The Martha’s Vineyard boys hockey team reached the halfway point of the season, playing three games in four nights.

Call it the story of the good, the bad, and the respectable.

The Islanders started the week with their finest effort of the season against Bridgewater-Raynham, followed that with perhaps their worst against archrivals Hanover, and finished up with a hard-fought but tough loss to division one Framingham.

Last Wednesday night, the Vineyarders completed a home and home sweep of the Bridgewater-Raynham Trojans with a resounding 5-0 victory at Bridgewater Arena.

Tad Gold lit the lamp for a hat trick, with Chris Davies and Matt Flynn chipping in a goal apiece. Trey Rasmussen had two assists and Mike Capen stopped 16 shots.

“It was an absolute team effort,” head coach Matt Mincone said. “That’s textbook hockey, the way we want them to play it. We skated the whole game.”

Such was not the case two nights later in Hanover. The Indians, motivated, no doubt, by Martha’s Vineyard’s three-game sweep last season, came out firing and put Martha’s Vineyard in a two-goal hole.

Jock Cooperrider and Darren Gazaille got Martha’s Vineyard level in period two, but Hanover won it with 1:49 left in the game.
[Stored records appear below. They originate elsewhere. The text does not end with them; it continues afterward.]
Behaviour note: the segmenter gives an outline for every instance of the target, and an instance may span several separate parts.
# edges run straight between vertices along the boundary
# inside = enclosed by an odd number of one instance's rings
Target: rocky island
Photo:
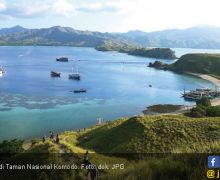
[[[176,59],[175,52],[170,48],[143,48],[126,43],[105,43],[95,48],[98,51],[118,51],[133,56],[149,57],[156,59]]]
“Not one player played decent; they overlooked the whole game,” Coach Mincone said. “Hanover played with heart.”

“The rival games you have to get up for because they are up for you.”

Saturday night at the Martha’s Vineyard Arena, the Vineyarders faced powerful Framingham High.

The Flyers, a solid division one program, were four lines deep and used to playing top-flight competition every game.

The Vineyarders needed their ‘A’ game to win this one. They got high marks indeed for effort, but fell short on execution in a 4-1 loss.

The first period was terrific – fast, exciting, and hard-hitting. The Flyers tormented Martha’s Vineyard on the opening shift, swarming around goalie Mike Capen and drawing a Henry Smith penalty.

The Vineyarders killed the penalty with aplomb and followed that with an impressive power play, but the period would end scoreless.

Framingham’s Kyle Donnelly scored 49 seconds into the second, but Colby Gouldrup answered two minutes later for Martha’s Vineyard, slapping in a feed from Darren Gazaille after Chris Davies clanged a shot off the post.

Strangely enough, the Vineyarders played some of their best hockey with experienced defenders Matt Flynn and David Flanders in the box serving matching roughing and misconduct penalties.

Gouldrup and Brooks Billingham stepped up and did yeoman work.

The Flyers closed out the period up 2-1, however, after Tyler Byrne scooped a high backhander over Capen’s shoulder.

Try as they did in the final period, the Islanders’ consistent pressure never drew further reward. Too many Vineyard shots floated harmlessly into Flyer goalie’s Cam Chassie’s chest.

Framingham weathered the storm and added two more goals to put the game away.

Martha’s Vineyard outshot Framingham 26-24.

“It was a good effort, but we made too many defensive mistakes in our zone,” Coach Mincone said.

Three Flyers goals came from rebounds after Mike Capen made the initial save.

Martha’s Vineyard (6-3-1) next plays in Gloucester on Saturday night, hoping to avenge one of their two losses from last season.

Coach Mincone is hoping for consistency the rest of the way. “We keep taking five steps up, then six down,” he said.

Following the Framingham loss, the coach also wanted his players to raise their expectations. “Our guys were like, ‘We skated with them [Framingham], that’s good.’ No, it’s not good. I didn’t put them on the schedule to lose. This is a good time for us to have a little humble pie and go and win out the rest of the season.”